Refractive Index Calculator
Enter the speed of light inside a material to get its refractive index (n = c / v) — and see how it compares to air, water, glass, and diamond.
One speed, one index
Enter the speed of light in the medium and the calculator divides the speed of light in a vacuum by it to return the dimensionless refractive index.
Use metres per second
The speed in the medium must be in m/s and never above 299,792,458 m/s — no material lets light travel faster than it does in a vacuum.
What is the refractive index?
How much a medium slows light
The refractive index calculator turns one measurement — the speed of light inside a material — into the refractive index n, the number that says how much slower light travels there than in empty space. Light moves fastest in a vacuum, at exactly 299,792,458 m/s, and slows down in any material it passes through. The refractive index is simply the ratio of those two speeds, so it is a pure number with no units and is always at least 1. It is the quantity behind why a straw looks bent in a glass of water, why lenses focus light, and why a diamond sparkles.
Enter the speed of light in a medium in metres per second to get its refractive index instantly.
The refractive index is the speed of light in a vacuum divided by the speed of light in the medium.
n = c / vHere c is the speed of light in a vacuum (299,792,458 m/s, fixed exactly by the SI definition) and v is the speed of light in the medium. Suppose light travels at 225,000,000 m/s inside a sample, roughly the speed it has in water. Dividing 299,792,458 by 225,000,000 gives a refractive index of about 1.332411. Because v can never exceed c, the index can never drop below 1: a vacuum has n = 1.0, while denser, slower media push it higher.
The refractive index places your material on a simple scale. Air is barely above a vacuum at about 1.0003, water sits at 1.33, common glass at 1.5, and diamond at a high 2.42. The larger the number, the more light slows down and the more sharply it bends when it enters or leaves the material — which is exactly what lenses, prisms, and fibre-optic cables exploit. A value near 1 means light passes through almost unchanged; a value above 2 means the medium bends light dramatically, trapping much of it inside by total internal reflection. That trapping is why a cut diamond throws back so much sparkle, and why a stick poking into a pond appears to snap at the surface. If your result comes out below 1, the speed you entered was faster than light in a vacuum, which is physically impossible — the calculator returns no value in that case.
The formula is exact, but a couple of practical points are worth keeping in mind.

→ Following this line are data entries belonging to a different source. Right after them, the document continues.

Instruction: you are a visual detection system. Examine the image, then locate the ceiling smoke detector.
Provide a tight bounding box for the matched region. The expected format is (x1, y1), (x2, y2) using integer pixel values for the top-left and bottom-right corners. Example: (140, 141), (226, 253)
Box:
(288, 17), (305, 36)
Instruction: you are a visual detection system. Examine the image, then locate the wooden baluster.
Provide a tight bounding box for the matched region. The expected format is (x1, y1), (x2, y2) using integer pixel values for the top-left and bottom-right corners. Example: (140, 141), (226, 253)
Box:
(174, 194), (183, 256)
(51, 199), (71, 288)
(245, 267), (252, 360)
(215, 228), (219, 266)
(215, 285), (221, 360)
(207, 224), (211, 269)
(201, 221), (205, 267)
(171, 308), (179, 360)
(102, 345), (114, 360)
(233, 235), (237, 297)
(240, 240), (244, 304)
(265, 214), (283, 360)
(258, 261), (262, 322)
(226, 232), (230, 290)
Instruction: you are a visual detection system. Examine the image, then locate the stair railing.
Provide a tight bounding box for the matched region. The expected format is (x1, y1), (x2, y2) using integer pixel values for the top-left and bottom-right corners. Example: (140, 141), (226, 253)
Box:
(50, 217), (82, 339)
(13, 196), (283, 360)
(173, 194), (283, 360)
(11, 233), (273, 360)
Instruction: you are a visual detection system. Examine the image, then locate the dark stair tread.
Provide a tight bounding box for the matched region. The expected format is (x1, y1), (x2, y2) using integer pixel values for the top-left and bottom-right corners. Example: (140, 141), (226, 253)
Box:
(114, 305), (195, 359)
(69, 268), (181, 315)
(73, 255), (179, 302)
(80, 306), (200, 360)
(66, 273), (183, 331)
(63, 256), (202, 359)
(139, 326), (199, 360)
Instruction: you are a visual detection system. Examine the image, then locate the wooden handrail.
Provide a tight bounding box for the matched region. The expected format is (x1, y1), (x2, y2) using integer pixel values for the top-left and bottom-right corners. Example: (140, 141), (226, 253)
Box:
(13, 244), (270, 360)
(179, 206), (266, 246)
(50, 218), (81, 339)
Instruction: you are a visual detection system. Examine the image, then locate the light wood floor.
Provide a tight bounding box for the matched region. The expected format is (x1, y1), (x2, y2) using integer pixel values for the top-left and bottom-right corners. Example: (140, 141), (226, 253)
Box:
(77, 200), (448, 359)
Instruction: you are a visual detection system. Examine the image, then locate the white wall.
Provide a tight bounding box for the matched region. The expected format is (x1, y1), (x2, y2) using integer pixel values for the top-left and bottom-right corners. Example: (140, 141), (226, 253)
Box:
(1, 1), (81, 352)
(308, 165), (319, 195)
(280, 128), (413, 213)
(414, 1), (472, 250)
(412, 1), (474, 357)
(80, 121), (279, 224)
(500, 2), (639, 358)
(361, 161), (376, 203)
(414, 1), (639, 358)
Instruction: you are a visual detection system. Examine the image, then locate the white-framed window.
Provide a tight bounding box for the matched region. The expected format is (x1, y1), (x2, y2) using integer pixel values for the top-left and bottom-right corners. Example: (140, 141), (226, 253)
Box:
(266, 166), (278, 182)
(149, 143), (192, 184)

One wavelength, ordinary materials
The refractive index depends slightly on the colour (wavelength) of the light — this dispersion is what splits white light into a rainbow through a prism — so a single value describes one wavelength, usually yellow sodium light. The simple n = c / v relation also assumes an ordinary transparent material; exotic engineered metamaterials can behave differently. Keep the speed in metres per second and at or below 299,792,458 m/s, or the result will be meaningless.